The low responsiveness to the changes in quality of life (QoL) differences, to changes in both health and probability for improvement, is problematic given the policy aim of pursing to find the populations’ consumption value of a QALY. There is a risk that WTP-Q values rest on the specification of the health differences and the probability of improvement, which is often set by a researcher for a specific design. We have specified large and small variations in QoL between the scenarios, and the empirical results show that WTP-Q is far from constant. In our sensitivity analysis, we have used certainty calibration and excluded inconsistent respondents. The results were that WTP-Q values are not statistically significantly different over the scenarios, but neither are the estimated WTP values. The confidence intervals are very wide, which explains this result.

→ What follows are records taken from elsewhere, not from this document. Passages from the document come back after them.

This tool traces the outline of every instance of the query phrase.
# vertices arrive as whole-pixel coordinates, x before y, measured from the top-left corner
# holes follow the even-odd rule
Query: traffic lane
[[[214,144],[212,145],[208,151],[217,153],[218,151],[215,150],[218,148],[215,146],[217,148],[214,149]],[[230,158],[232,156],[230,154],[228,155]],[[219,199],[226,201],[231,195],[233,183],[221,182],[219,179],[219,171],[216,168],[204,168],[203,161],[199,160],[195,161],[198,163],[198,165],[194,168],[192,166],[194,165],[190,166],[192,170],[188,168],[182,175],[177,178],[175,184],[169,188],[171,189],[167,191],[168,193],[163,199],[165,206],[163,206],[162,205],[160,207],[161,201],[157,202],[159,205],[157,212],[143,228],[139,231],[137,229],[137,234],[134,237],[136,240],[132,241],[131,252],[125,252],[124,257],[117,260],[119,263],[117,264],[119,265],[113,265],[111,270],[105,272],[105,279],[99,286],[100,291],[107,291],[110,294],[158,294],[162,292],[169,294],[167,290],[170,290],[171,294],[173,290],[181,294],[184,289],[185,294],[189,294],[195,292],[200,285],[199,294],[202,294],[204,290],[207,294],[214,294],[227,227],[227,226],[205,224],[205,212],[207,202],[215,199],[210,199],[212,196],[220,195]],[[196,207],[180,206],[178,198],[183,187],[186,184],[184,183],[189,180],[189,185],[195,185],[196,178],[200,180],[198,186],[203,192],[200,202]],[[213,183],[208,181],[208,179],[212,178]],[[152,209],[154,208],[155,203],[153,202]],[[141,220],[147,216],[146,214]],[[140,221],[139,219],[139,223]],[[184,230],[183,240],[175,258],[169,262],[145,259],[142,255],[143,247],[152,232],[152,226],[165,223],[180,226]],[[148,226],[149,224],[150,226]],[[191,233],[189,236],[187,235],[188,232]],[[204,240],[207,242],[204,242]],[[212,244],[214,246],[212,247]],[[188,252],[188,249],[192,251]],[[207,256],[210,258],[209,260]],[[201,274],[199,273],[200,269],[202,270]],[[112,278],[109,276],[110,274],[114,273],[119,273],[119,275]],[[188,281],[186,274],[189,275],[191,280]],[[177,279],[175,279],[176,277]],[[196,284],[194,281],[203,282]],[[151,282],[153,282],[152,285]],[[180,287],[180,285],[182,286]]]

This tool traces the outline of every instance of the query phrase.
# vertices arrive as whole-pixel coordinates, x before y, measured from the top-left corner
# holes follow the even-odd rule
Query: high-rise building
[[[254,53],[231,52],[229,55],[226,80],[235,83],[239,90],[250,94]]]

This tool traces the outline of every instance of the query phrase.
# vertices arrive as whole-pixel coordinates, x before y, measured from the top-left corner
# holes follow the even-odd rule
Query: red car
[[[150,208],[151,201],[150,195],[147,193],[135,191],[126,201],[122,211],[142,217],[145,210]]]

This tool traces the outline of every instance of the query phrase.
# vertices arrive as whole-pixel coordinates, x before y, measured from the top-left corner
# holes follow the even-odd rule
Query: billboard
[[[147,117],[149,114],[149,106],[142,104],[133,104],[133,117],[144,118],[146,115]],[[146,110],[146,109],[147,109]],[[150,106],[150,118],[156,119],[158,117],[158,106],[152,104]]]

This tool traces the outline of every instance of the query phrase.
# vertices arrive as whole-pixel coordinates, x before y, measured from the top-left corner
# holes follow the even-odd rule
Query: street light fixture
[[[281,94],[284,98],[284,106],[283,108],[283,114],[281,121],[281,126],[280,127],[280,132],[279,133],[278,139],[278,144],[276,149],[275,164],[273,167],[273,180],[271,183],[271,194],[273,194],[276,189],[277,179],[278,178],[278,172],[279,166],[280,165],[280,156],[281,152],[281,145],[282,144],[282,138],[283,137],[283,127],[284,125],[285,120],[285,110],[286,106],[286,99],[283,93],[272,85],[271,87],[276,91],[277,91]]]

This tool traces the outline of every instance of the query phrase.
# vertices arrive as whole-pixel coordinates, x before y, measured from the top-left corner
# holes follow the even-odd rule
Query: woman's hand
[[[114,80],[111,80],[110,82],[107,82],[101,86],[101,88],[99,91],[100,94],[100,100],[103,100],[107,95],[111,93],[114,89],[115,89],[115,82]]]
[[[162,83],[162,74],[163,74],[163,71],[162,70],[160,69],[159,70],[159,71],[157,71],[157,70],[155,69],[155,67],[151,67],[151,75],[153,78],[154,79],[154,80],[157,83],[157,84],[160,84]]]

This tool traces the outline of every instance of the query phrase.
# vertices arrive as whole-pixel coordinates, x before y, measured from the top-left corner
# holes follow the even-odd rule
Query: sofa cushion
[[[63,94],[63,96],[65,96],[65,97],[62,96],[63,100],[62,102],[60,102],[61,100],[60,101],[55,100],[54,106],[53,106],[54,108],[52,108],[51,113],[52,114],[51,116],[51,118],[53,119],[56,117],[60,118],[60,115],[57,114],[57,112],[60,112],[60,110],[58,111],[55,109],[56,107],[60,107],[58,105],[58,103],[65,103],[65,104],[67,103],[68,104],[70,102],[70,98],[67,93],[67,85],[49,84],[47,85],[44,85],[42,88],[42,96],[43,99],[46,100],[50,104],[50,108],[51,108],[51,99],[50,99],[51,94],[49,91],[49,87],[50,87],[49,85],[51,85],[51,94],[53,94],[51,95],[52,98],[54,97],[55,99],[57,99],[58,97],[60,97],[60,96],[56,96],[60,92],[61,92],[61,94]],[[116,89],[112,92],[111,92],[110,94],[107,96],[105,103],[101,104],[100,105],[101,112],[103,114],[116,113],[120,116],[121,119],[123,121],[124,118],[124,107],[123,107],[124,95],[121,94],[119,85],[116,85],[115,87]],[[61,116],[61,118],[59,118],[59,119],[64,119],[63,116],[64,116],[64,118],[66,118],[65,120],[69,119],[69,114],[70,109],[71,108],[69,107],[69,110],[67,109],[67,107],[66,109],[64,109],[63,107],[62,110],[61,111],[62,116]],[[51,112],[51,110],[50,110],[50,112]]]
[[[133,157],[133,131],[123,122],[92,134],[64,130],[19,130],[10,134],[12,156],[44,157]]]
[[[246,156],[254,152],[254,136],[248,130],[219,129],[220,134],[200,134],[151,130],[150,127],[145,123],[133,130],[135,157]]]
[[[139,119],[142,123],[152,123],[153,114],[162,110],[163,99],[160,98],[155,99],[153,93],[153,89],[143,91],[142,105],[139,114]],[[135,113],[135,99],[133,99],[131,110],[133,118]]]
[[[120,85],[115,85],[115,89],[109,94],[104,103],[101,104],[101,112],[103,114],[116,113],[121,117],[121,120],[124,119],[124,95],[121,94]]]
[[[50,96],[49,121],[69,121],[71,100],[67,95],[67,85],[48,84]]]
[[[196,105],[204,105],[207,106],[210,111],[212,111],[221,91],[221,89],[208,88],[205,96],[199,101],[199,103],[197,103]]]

We acknowledge that sensitivity to scope is one test of the validity of CV, but not the only one. We can see that the proportion of yes responses decreases with the cost level and there are some variations in WTP comparing the lowest and highest QoL differences (weak scope sensitivity). If the true QALY model is in fact non-linear, we would not expect the assumptions about expected utility to reflect respondents’ preferences [33,34,35]. We also acknowledge that the conventional scope test, i.e., comparing mean values, can hide important relationships and lead to false positives and false negatives [36].

The comparison among the three separate tariffs is another interesting aspect of this study. Most previous studies have used one single tariff or individual self-assessed QoL estimates. We have no reliable information on which tariff most accurately reflects the respondents’ preferences and, as we saw earlier (Table 6), the expected ratios between different scenarios are very dependent on this. As the estimated WTP values in scenarios ‘small,’ ‘medium,’ and ‘large’ are not significantly different, this would lead us to consider that self-assessed VAS tariffs are most likely to reflect the invariance in WTP values. In this case, the ratios are between 0.7 and 3, while for the Swedish tariffs the ratios are 1–14. Hence, it is easier to justify that an expected WTP difference of 3 does not arise than an expected difference of 14. In sum, the result that the chosen tariff substantially affects the WTP-Q is not particularly convincing for the attempts to elicit an empirically reliable WTP-Q.

Our examination of determinants of WTP (Table 7) results in the conclusion that the only variable that is significant thorough all of the scenarios is the cost. There are some significant associations for specific scenarios, but the variable differs. Income and university education had a positive significant effect for the full sample, but not for specific scenarios.

Finally, a number of important study limitations should be mentioned. Compared to the Swedish population, the sample had a higher income and share of university level education, which implies that the generalizability can be questioned. However, given that the primary aim was not to elicit policy estimates of WTP-Q, the fact that the different subsamples that we used for comparison did not significantly differ from each other is assuring. Further, it is well known that it is difficult to intuitively communicate small changes in probabilities. Failure to understand our survey scenario could of course be one argument as to why we fail to find adequate sensitivity to scope.

To conclude, we found that our expectation of sensitivity to scope, or higher WTP with the larger expected QoL improvement, was not supported. We have also documented that the willingness to pay per QALY was substantially affected by the chosen tariff to estimate QoL. Even though a single WTP-Q may not be theoretically or empirically attainable, we believe that a threshold based on state-of-the-art research from several data sources will help to improve efficiency in society. However, this article, as well as the broader literature on this topic, struggles to provide estimates that pass the contingent valuation (or stated preferences) validity tests, including the near proportionality of willingness to pay.